You can also register your partnership with the Commercial Registrar and this will make your partnership a juridical entity. A registered partnership is treated as a corporate entity when it comes to income tax.
A limited partnership refers to a partnership where the partners’ individual liabilities are limited to their respective contributions to the partnership, and one or more partners are jointly liable without any limitation on all the obligations of the partnership. This type of partnership is treated as a corporate entity for income tax purpose.
Private Limited Company
A private limited company in Thailand can be owned wholly by foreigners. However, in business activities reserved for Thai nationals, foreigners can participate up to 49 percent.
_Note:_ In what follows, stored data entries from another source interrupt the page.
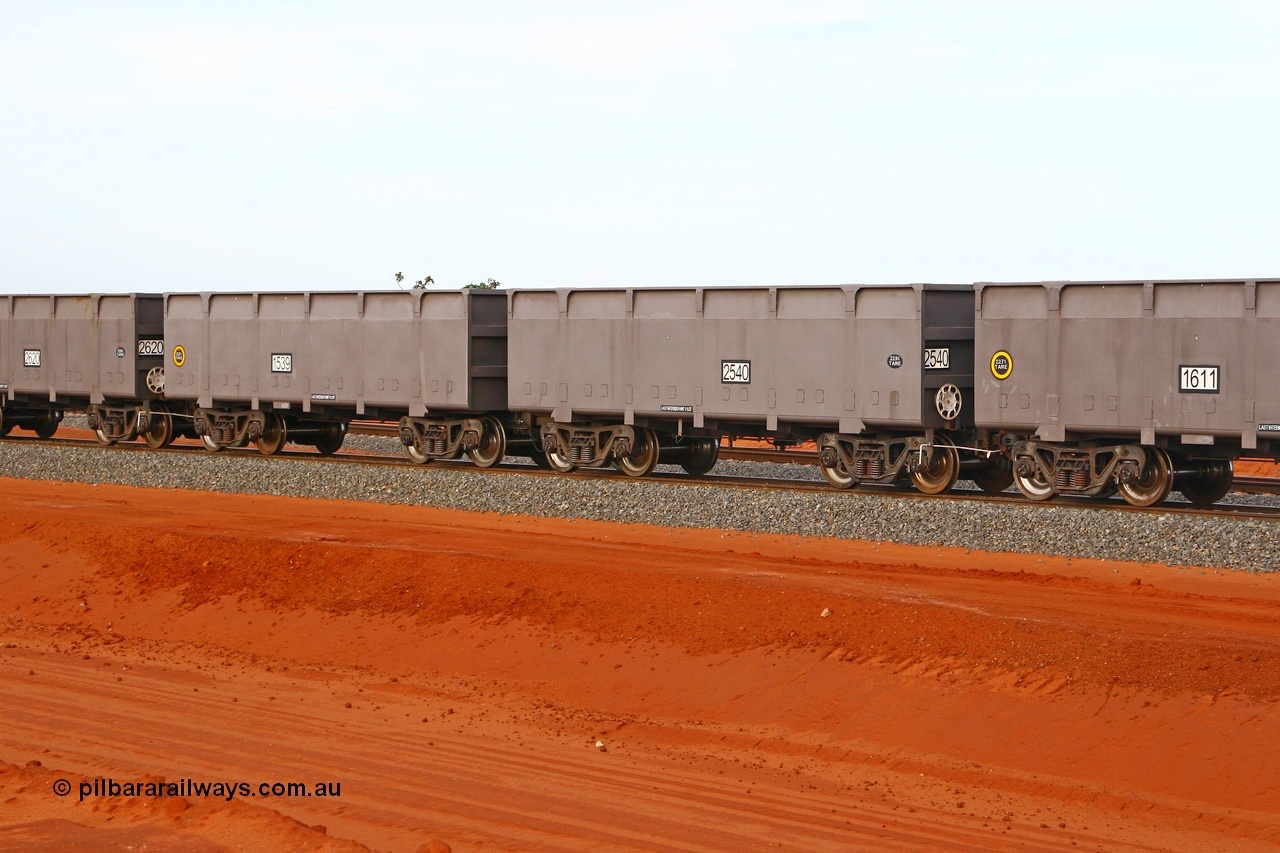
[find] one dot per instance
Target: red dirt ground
(455, 673)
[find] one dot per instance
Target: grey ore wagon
(881, 377)
(1133, 386)
(272, 368)
(99, 354)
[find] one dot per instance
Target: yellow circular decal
(1001, 365)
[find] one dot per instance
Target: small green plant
(421, 284)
In a private limited company the liability of the shareholders is limited to value of the authorized capital. However, the liability of the directors may be unlimited if the same is provided in the company’s memorandum of association or in the articles of incorporation. Usually a limited company is managed by a board of directors according to the company’s charter and by-laws.
Public Limited Company:
The provisions of the Limited Public Company Act of 1992 allow a private company to become a public company. A private company cannot offer shares to the public while a public company can.
If the public company was incorporated in a foreign country then it can establish a branch office in Thailand to do business and this branch office is required to maintain only those accounts which are related to its activities in Thailand. In order to open a branch office for a foreign corporation, it must bring a minimum capital of 3 million baht into Thailand.